The Observatory has charged that the army is torching and looting rebel houses across the country in a campaign that could amount to crimes against humanity.
It said that a total of 58 civilians were killed on Tuesday, including 20 who died in military assaults and in fighting between troops and rebels in Taftanaz region of restive northwestern Idlib province.
Another 15 civilians were killed when the army pounded rebel holdouts in the central city of Homs, while the remainder died in other flashpoints across the country, the Observatory said.
It added that 18 soldiers were killed in Homs, Idlib and the southern Daraa province, while four army deserters died in Idlib.
Russia's Foreign Minister Sergei Lavrov predicted the under-equipped rebel force would never be able to defeat Syria's powerful military.

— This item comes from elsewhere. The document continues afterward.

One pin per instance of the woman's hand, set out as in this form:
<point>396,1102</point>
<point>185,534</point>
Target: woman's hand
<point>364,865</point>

"It is clear as day that even if the Syrian opposition is armed to the teeth, it will not be able to defeat the government's army," the Interfax news agency quoted Lavrov as saying while on a visit to the ex-Soviet nation of Azerbaijan.
"Instead, there will be carnage that lasts many, many years -- mutual destruction."
Lavrov said that two groups of Syrian opposition representatives will be visiting Moscow in the coming days and that Russia will be using the meetings to convince them that it wants to help resolve the year-long crisis.
Annan on Monday told the UN Security Council that Assad had agreed to "immediately" start pulling troops out of protest cities and complete a troop and heavy weapon withdrawal by April 10.
The United States however Tuesday accused the Syrian leader of failing to honour his pledged troop withdrawal.
"The assertion to Kofi Annan was that Assad would start implementing his commitments immediately to withdraw from cities. I want to advise that we have seen no evidence today that he is implementing any of those commitments," US State Department spokeswoman Victoria Nuland told reporters.
With international concern at the situation growing, a draft UN Security Council statement was drawn up asking Syria to respect the April 10 deadline, according to a copy of the text seen by AFP.
The draft also urges the Syrian opposition to cease hostilities within 48 hours after Assad's regime makes good on its pledges.
It also calls on all parties to respect a two-hour daily humanitarian pause, as called for in Annan's plan.
Negotiations on the text -- distributed by Britain, France and the United States -- began on Tuesday. France's UN envoy Gerard Araud said he hoped it would be adopted late Wednesday or on Thursday.
Russia, Assad's veto-wielding ally in the Council, has rejected the idea of a deadline, with Lavrov saying "ultimatums and artificial deadlines rarely help matters."
Seeking to assuage some of the humanitarian concerns, foreign Minister Walid Muallem pledged Syria would do its utmost to ensure the success of a Red Cross mission as he on Tuesday met the organisation's head, Jakob Kellenberger, who was in Damascus to seek a daily ceasefire.
Kellenberger, on his third mission to Damascus since it launched a protest crackdown which the UN says has killed more than 9,000 people, said ahead of his latest trip that he would seek to secure a daily two-hour humanitarian ceasefire.